CHERENKOV System Architecture & Cognitive Routing¶
1. The Multi-Agent Swarm¶
CHERENKOV utilizes the AgentGovernor pattern to prevent context pollution and rate-limit cascades. Cognitive load is divided among specialized nodes.
| Agent Name | Node Designation | Underlying Engine | Role | Data Access Level |
|---|---|---|---|---|
| TENSOR | (The Strategist) | Groq Llama 3.1 8B | Cloud strategic planning & attack chain schema | Sanitized breadcrumbs only via ABLATION |
| KINETIC | (The Executor) | Local Ollama (Llama 3.2 3B) | Local execution and issue triage | Full raw data access (behind MEISSNER) |
| Tokamak | (The Validator) | Python TOKAMAKed Engine | Proof validation and execution | Local tokamaked environment |
| AEGIS | (The Arbiter) | Local Llama 3.1 8B | Inter-agent arbiter & AIMD Circuit Breaker | Sanitized context |
| LATTICE | (The Memory) | Qdrant + Embeddings | Memory, dialect-RAG, and CVE knowledge base | Local CVE vectors |
2. Arabic AI Capabilities¶
Standard LLMs fail in the MENA region due to diglossia and right-to-left (RTL) formatting.
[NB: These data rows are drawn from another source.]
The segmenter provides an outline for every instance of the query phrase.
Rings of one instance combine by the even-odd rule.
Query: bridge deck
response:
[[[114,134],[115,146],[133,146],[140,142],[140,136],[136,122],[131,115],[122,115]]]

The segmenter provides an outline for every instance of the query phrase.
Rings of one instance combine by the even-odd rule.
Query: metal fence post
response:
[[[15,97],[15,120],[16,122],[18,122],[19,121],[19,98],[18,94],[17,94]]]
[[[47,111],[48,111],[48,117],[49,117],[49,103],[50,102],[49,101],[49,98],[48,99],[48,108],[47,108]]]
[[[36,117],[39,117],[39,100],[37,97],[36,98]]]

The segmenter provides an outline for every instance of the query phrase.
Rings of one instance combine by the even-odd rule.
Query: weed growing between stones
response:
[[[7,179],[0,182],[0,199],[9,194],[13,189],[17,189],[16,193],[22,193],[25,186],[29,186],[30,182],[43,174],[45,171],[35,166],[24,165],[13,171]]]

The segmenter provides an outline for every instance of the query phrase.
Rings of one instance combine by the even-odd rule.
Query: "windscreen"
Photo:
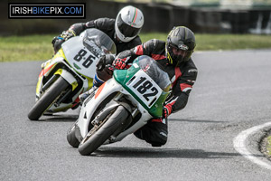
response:
[[[162,90],[164,90],[171,84],[168,74],[159,67],[156,61],[146,55],[140,56],[136,60],[138,61],[139,67],[148,74]]]

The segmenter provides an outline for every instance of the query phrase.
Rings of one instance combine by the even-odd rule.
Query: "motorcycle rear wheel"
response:
[[[62,77],[59,77],[31,109],[28,113],[29,119],[38,120],[69,85],[66,80]]]
[[[129,116],[128,111],[123,107],[118,106],[117,109],[105,119],[100,127],[96,130],[90,130],[92,133],[89,134],[83,138],[79,146],[79,152],[82,156],[90,155],[98,148],[99,148],[109,137],[127,119]]]

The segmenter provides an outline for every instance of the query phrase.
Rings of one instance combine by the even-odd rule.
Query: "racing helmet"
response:
[[[165,46],[169,62],[178,67],[182,62],[188,61],[194,52],[194,33],[184,26],[173,27],[167,36]]]
[[[116,34],[121,42],[130,42],[140,33],[143,24],[142,12],[132,5],[125,6],[118,12],[116,18]]]

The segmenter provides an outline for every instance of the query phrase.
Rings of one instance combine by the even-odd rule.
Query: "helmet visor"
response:
[[[117,25],[118,27],[119,32],[125,36],[125,37],[134,37],[136,36],[141,28],[136,28],[133,26],[128,25],[126,24],[122,18],[121,14],[118,15],[117,20]]]

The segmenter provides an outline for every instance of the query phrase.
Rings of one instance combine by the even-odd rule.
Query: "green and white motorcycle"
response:
[[[84,100],[78,120],[68,130],[68,142],[85,156],[103,144],[122,140],[151,118],[162,117],[170,89],[168,74],[154,60],[136,58],[129,69],[115,70]]]
[[[107,53],[116,54],[116,45],[95,28],[62,43],[58,52],[42,65],[36,102],[28,113],[29,119],[77,108],[79,95],[92,87],[96,62]]]

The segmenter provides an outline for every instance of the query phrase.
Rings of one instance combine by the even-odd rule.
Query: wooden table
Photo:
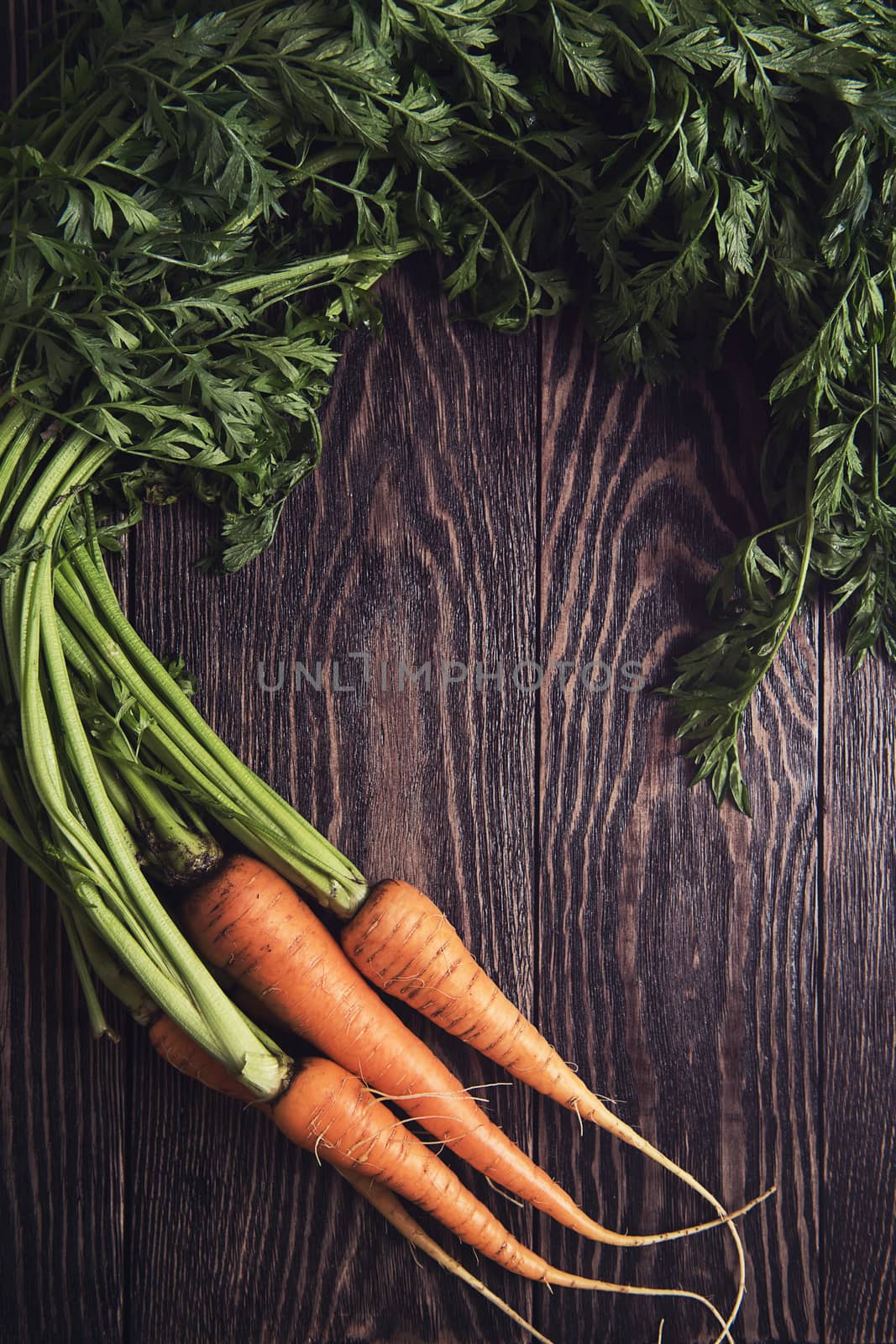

CHERENKOV bridges this gap natively: * Sequence-Tagging: Utilizes SWEET sequence-tagging for fast Grammatical Error Correction without destroying the author's authentic voice. * Dialect-to-MSA RAG: Uses syntax-aware chunking and BGE-M3 multilingual embeddings with a cross-encoder reranker to map regional dialects to formal compliance knowledge bases. * Layout-Aware OCR: Decouples spatial coordinates from text to extract data from scanned Arabic PDFs without destroying complex RTL contract formatting.
3. Resilience & Routing¶
To prevent API timeouts from cascading into system collapse, the platform utilizes Additive Increase Multiplicative Decrease (AIMD) circuit breakers across all agent communications.